1/1600 sec, f5.7, ISO 1250, focal length 300mm
Notice that in both cases, the aperture was f5.7, not extreme.  Instead, the shallow depth-of-field and resulting blurring of the background was due to using a longer focal length, 155mm in the first and 300mm in the second.  In both cases, I was using a Canon T6 with a zoom lens.

This narrowing of the depth-of-field is a strong reason for using a longer lens for portrait images.  A second reason is that the photographer need not be very close to the model.  I was probably 20 feet or more from my daughter in both cases and could take multiple candid shots without her being painfully aware of my presence.  Depending on the comfort of your model with being photographed, this may be a tremendous advantage.

The weakness of using a long lens is the general need for better light or a more expensive lens.  Many photographers who specialize in portraits will spend the money on a fixed-link lens (prime lens) of 80 or 90 mm.

Another reason for using a long lens is simply to take photos at a distance, such as when my older daughter was on the field at a track meet:
Ananda (left) and her friend, Kat.
1/500 sec, f8, ISO 400, focal length 300mm
Notice the lack of detail in the grass behind them.  That said, if you depend on the camera to do the focusing, the shallow depth-of-field may result in something other than your intended subject being in focus.  We'll leave focus issues for another post.



Shutter-Priority Effects

In my previous post, I showed examples of how by changing aperture settings the photographer can alter the depth of field.  In this post, I'll show the effect of setting your camera to Shutter Priority (Tv on Canon cameras) and experimenting with fast and slow shutter speeds.

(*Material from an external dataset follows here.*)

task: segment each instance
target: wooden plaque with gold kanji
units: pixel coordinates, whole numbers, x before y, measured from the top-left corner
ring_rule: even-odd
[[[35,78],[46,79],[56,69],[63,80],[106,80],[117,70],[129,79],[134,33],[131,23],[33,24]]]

When you set your camera to Shutter Priority (instead of fully manual), your camera will automatically set aperture and iso.  So, as in the previous post, the depth of field will change.  But by setting the shutter speed very fast or very slow, you can stop or blur movement, respectively.

With a very fast shutter speed in the image in the left below, individual drops of water are visible.  With the very slow shutter speed on the right, the water falling is blurred, as are the resulting ripples. (Both images were shot while using a tripod and a 50mm lens.)

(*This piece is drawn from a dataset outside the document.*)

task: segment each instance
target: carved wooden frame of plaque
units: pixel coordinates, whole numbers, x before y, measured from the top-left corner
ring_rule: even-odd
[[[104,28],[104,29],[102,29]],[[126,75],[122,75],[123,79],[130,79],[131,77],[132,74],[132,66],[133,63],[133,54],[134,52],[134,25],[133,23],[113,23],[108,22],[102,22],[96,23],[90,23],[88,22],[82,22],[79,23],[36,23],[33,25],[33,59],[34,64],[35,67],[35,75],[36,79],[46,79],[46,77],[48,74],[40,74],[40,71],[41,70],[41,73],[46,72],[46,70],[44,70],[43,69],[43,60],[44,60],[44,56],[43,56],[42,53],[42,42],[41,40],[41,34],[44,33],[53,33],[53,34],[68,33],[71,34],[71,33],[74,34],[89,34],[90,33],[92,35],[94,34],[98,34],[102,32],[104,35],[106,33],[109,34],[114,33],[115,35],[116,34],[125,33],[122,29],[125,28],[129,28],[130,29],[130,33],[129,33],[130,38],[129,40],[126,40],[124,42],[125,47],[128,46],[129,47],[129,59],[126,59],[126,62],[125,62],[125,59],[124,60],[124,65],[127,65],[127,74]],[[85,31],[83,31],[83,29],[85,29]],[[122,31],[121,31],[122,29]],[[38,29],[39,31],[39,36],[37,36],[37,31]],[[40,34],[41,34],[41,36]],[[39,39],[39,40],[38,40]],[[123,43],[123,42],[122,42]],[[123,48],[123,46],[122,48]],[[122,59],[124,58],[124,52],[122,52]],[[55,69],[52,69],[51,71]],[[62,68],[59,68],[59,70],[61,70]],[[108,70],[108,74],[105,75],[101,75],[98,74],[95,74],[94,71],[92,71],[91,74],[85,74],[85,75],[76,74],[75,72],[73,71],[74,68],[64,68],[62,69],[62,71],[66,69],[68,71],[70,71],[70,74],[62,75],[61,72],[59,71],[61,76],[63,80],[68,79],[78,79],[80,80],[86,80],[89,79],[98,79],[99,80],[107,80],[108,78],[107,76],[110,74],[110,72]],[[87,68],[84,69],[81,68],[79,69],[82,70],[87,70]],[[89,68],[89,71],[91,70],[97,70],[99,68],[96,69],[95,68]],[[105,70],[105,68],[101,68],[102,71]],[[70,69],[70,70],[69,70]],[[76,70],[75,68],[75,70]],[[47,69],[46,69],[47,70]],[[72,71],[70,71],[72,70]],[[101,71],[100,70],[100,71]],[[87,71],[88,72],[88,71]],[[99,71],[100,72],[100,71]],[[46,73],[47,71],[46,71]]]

left: 1/2000 second exposure, f1.8, ISO 400                  right: 1 second exposure, f23, ISO 100 

Note also the difference in the shadow on the rock in the upper-right of each image and the difference in detail in the water upstream.

Sports and live-arts photographers may also wish to use fast shutter speeds to capture images without blurring.  Note, however, that the price of high shutter speeds is either small f-stop values or high ISO values.  Very small f-stop values (large aperture) generally mean expensive lenses.  Very high ISO values generally mean graininess in images.  Such are the tradeoffs.